Tijuana, Mexico – Unknown assailants gunned down a Baja California Norte state policeman Thursday in this northern border city, authorities said.
The state attorney general’s office said in a statement that the body of officer Daniel Valenzuela, 37, was discovered inside a late-model vehicle that had been abandoned on a street. With the slaying of Valenzuela, who was shot several times in the head, the number of policemen killed by gunfire within the past month in this state bordering California has risen to three.
State and federal authorities have been attempting to halt a spate of violence in several towns of Baja California Norte, especially Tijuana, where two American businessmen were recently kidnapped.
One of them, Chinese-born George Kwok Choi Chu, remains missing despite a massive search operation involving law enforcement agencies on both sides of the border.
Chu is the owner of Choi’s, a Tijuana-based seafood wholesaler, and was kidnapped Monday outside his business after arriving in a car with California plates.
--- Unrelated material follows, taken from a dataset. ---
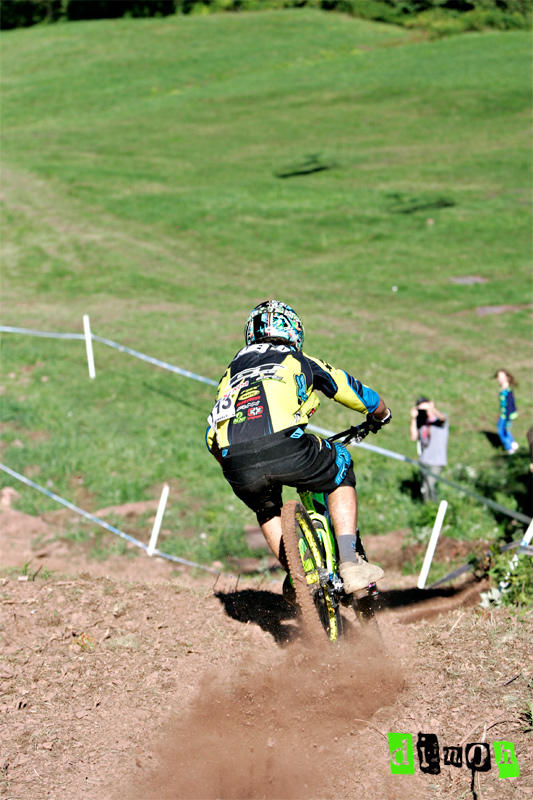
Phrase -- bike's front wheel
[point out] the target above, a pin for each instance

Last week, a Korean-born U.S. businessman was kidnapped while driving to work in Tijuana, but managed to escape from his captors, who were demanding a ransom of $2 million.
Separately, authorities in the southern Pacific coast state of Guerrero stepped up security Thursday in the resort city of Acapulco and other tourist areas in response to a wave of violence that has left at least three dead and more than a dozen wounded over the past 72 hours.
The most recent victim, Mexican businessman Roberto Herrera, was gunned down in Acapulco Wednesday at his motorcycle dealership, which was packed with domestic and foreign vacationers because of Holy Week.
Another two people died and 17 were wounded in a grenade attack Wednesday in the coastal town of Petatlan, about 165 kilometers (102 miles) northwest of Acapulco.
The attack took place around 1 a.m. Wednesday, when unidentified assailants hurled the grenade into a bar then crowded with people celebrating the birthday of a municipal employee.
These incidents have further contributed to the wave of violence that for weeks has racked Acapulco and other tourist areas of Guerrero, where drug-trafficking organizations and other criminal outfits are known to operate, police said.
President Vicente Fox’s administration responded to the uptick in violence in Guerrero by extending his “Safe Mexico” plan to that area last year. The crime-fighting initiative, which initially involved deployment of federal police and troops to a few states in the north of the country to crack down on weapons dealers and drug-trafficking and kidnapping gangs, has had mixed results.
Violence attributed to organized crime left more than 1,500 dead last year across Mexico.